Tenslotte rekent de rechtbank het de verdachte zwaar aan dat zijn minderjarige dochter getuige moest zijn van zijn handelen en dat haar, voor de verdachte onverwachte, aanwezigheid hem niet tot bezinning deed komen. De dochter heeft zich uit angst opgesloten in de badkamer en heeft daar 112 gebeld. Ook voor zijn dochter moet de staat van zijn en zijn handelen zeer beangstigend zijn geweest.
De persoon van de verdachte
Met betrekking tot de persoon van de verdachte heeft de rechtbank in het bijzonder gelet op:
- het op naam van de verdachte staand Uittreksel Justitiële Documentatie, gedateerd 29 november 2023, waaruit blijkt dat de verdachte reeds eerder terzake van gewelds- en vermogensdelicten is veroordeeld. Deze veroordelingen zijn van lang geleden en zullen door de rechtbank niet bij de straftoemeting worden betrokken;
- het over de verdachte uitgebrachte psychologisch rapport van 13 februari 2024;
- het over de verdachte uitgebrachte psychiatrisch rapport van 12 februari 2024;
- het over de verdachte uitgebrachte voorlichtingsrapport van 15 april 2024 van [reclasseringswerker]
(als reclasseringswerker verbonden aan Reclassering Nederland)
.
De psycholoog en de psychiater komen tot de conclusie dat er geen sprake is geweest van een (psychische) stoornis die van invloed is geweest op het tenlastegelegde. Geadviseerd wordt de verdachte volledig toerekeningsvatbaar te verklaren voor de door hem gepleegde feiten, indien bewezen verklaard. In verband met het ontbreken van een stoornis kan geen gewogen uitspraak worden gedaan over het risico op recidive. De deskundigen achten geen indicatie aanwezig voor een behandeling in strafrechtelijk kader. Wel wordt een reclasseringstoezicht aanbevolen, gezien de verschillende psychosociale problemen van de verdachte en zijn beperkte coping vaardigheden.
De reclassering concludeert dat er sprake is van een instabiele leefsituatie. Na zijn invrijheidstelling kan de verdachte bij zijn zoon verblijven, maar beschikt hij niet over een vaste woonruimte. Daarnaast is er sprake van financiële problematiek en van een zorgelijke gezinssituatie, nu hij diverse minderjarige kinderen deelt met de aangeefster. Dit classificeert de reclassering als risico verhogende factoren.

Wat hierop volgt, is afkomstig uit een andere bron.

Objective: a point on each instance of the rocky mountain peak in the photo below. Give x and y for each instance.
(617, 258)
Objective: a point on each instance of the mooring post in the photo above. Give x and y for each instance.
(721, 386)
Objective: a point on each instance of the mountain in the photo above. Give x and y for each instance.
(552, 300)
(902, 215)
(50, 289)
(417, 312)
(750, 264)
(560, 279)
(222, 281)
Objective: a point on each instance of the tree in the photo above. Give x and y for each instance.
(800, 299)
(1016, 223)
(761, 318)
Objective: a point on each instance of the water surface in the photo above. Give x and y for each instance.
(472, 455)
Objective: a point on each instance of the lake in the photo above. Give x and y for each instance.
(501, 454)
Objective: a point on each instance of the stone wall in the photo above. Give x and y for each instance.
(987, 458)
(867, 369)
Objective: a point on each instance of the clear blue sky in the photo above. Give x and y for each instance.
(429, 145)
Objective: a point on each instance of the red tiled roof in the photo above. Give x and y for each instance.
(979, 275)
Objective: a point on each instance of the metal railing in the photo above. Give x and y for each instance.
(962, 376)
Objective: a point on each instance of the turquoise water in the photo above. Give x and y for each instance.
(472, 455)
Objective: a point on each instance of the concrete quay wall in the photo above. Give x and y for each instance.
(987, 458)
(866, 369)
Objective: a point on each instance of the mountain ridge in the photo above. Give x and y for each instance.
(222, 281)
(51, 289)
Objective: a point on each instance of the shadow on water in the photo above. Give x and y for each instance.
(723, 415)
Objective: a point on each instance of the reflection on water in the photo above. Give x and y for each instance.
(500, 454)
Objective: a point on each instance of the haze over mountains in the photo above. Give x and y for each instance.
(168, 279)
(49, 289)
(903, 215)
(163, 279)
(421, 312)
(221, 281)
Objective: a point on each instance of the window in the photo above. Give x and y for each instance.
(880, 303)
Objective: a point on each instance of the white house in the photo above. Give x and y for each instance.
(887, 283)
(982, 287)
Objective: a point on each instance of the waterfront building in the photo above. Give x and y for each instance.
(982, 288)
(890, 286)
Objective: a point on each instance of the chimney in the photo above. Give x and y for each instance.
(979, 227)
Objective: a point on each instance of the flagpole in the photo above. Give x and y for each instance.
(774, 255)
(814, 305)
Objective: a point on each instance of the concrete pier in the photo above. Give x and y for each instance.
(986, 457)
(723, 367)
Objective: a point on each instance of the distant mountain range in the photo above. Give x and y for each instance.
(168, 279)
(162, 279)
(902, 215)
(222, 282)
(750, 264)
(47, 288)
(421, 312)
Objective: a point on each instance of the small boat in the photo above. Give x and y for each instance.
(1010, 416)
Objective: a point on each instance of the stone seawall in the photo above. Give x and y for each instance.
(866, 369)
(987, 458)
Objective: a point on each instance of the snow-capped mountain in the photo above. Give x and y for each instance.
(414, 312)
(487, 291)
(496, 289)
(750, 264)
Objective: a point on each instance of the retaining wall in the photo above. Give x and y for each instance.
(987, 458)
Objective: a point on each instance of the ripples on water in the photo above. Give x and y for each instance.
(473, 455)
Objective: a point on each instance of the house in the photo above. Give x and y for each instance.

Nu de verdachte niet openstaat voor behandeling gericht op het reguleren van zijn emoties in voor hem risicovolle situaties, waarin hij onrechtvaardigheid voelt, en evenmin en evenmin voor hulp gericht op het stabiliseren van zijn praktische leefsituatie, ziet de reclassering geen mogelijkheden om in te zetten op gedragsverandering om zo het recidiverisico te beperken. Een reclasseringstoezicht in onderhavige zaak kan enkel een controlerende functie hebben in de vorm van elektronische monitoring (EM) met slachtofferbescherming. Hier staat de verdachte wel voor open. De reclassering adviseert daarom een deels voorwaardelijke gevangenisstraf met als bijzondere voorwaarden een meldplicht bij de reclassering, contactverbod met de aangeefster en een locatieverbod met elektronische monitoring.
Bij het bepalen van de straf houdt de rechtbank tenslotte rekening met de proceshouding van de verdachte. Hij heeft ter terechtzitting meermalen aangegeven dat hij spijt heeft en dat hij niet zo had moeten handelen. De verdachte heeft op de terechtzitting aangegeven dat hij nonchalant en nors kan overkomen, maar dat hij open staat voor alle trainingen en hulp. Hij vreest dat dit bij de reclassering onjuist is overgekomen. Ook heeft hij aangegeven dat hij zich aan het contact- en locatieverbod zal houden.
Op te leggen straf
Alles afwegende is de rechtbank van oordeel dat een gevangenisstraf van zestien (16) maanden, met aftrek van voorarrest, moet worden opgelegd. De rechtbank zal echter bepalen dat zes (6) maanden daarvan vooralsnog niet ten uitvoer zal worden gelegd en zal daaraan een proeftijd verbinden van twee jaren, opdat verdachte ervan wordt weerhouden zich voor het einde van die proeftijd schuldig te maken aan een strafbaar feit.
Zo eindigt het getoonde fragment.